De resto, o bioscópio exibe velhos clássicos como Intolerância (1916), de D. W. Griffith, e O Gabinete do Dr. Caligari (1919), de Robert Wiene. Eis uma das formas como este filme revela sua paixão pelo cinema, meditando em cima de suas primeiras obras-primas. O bioscópio logo vira assunto (e polêmica) popular: as pessoas enxergam-no como algo sobrenatural – ou divino ou demoníaco. Enquanto isso, a irmã de Diwakaran definha em casa lentamente, presa a uma cama por doença que não se consegue descobrir ou curar; apenas se sabe que ela a teria adquirido após ver o cadáver de um europeu na praia, dez anos antes – aliás, a imagem desse cadáver é um refrão visual de grande impacto no filme. O pai passa a acreditar que o mal misterioso é uma maldição causada pelo bioscópio e exige que o filho se livre da máquina diabólica.
Diwakaran se encontrará, então, em um terrível dilema. Tanto quanto – ou mais importante do que – esta história é o modo como ela é filmada. A mise em scène, a fotografia, são de um rigor pictórico como poucas vezes se vê na Sétima Arte. Falar em fotogenia é pouco. Cada imagem do filme parece que é pintada à mão: o senso de composição, de equilíbrio, de linhas de força e tensão, a perspectiva (lembrando o valor que a profundidade de campo possui para a arte do cinema), a harmonia das cores, do claro-escuro, das atmosferas. Tudo aqui é um apelo quase psicodélico à visão. Até mesmo os contornos do alfabeto sânscrito em faixas e cartazes ganham uma aura impressionista, dotados que são de uma vida, de uma alma. A alma das coisas: poucos pintores a captaram. Decididamente, não é à toa que o filme usa como epígrafe uma frase dita por Paul Cezánne: “Olhem para esta montanha, um dia isto foi fogo?”

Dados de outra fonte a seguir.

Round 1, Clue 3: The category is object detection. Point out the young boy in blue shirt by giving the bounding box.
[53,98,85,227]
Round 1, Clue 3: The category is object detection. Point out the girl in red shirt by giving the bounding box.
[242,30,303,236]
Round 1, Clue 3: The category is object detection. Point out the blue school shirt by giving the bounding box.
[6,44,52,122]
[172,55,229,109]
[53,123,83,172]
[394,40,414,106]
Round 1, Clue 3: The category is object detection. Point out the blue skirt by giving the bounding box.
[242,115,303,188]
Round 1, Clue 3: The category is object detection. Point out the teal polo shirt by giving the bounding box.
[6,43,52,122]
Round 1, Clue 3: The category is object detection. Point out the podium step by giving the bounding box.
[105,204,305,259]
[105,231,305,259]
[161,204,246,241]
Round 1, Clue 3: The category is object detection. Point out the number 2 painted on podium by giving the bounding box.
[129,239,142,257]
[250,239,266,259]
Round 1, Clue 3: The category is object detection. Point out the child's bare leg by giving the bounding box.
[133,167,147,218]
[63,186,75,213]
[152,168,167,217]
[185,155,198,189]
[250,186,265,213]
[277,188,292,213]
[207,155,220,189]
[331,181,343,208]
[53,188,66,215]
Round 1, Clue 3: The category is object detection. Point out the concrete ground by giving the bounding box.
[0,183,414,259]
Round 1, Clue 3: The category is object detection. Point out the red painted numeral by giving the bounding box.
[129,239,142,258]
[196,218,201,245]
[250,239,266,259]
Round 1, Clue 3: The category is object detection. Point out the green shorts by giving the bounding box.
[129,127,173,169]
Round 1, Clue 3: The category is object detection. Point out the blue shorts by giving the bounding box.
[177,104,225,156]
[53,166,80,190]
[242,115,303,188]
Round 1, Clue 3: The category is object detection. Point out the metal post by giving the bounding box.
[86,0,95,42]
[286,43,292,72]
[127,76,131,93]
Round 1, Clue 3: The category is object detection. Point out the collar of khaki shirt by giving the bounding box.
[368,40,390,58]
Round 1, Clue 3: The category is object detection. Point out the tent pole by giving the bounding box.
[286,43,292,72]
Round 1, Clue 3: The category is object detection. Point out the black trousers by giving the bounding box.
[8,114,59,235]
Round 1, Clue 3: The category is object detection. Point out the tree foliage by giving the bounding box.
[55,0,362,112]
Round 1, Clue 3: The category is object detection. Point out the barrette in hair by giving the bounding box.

Madhusudhanan filma com a fascinação dos pioneiros nas imagens em movimento. E transmite ao espectador essa fascinação de coração aberto: nada se perde pelo caminho. Querendo ou não, a reação do espectador de Bioscópio, hoje, será inacreditavelmente análoga à reação das platéias dos primeiros filmes, dos próprios filmes mostrados dentro de Bioscópio. Poucos filmes nos fazem olhar para a tela como da primeira vez (seja da primeira vez em nossas vidas individuais, seja da primeira vez que o ser humano tomou contato com o fenômeno do cinematógrafo). Bioscópio promove o resgate do cinema em seu estado mais essencial. Faz-nos lembrar e sentir o entusiasmo com que os primeiros teóricos da Sétima Arte discutiam o “cinema puro”: se os filmes deveriam contar uma história dramaticamente – e com isso prestar tributos à literatura e ao teatro – ou se deveriam investir no “específico” da linguagem cinematográfica e trabalhar apenas com as impressões causadas pelas imagens, per si, no público. O dilema continua pertinente.
Um comentário:
Evohé, André!
É uma pena eu não ter visto esse filme... lembro até que passou ano Olido, 50 centavos. Parece ótimo. Já teu texto, não sei se porque gostou mesmo do filme, está mais do que ótimo. Parabéns. Li outros textos daqui agora; você está acertando mesmo a mão e, principalmente, o olho.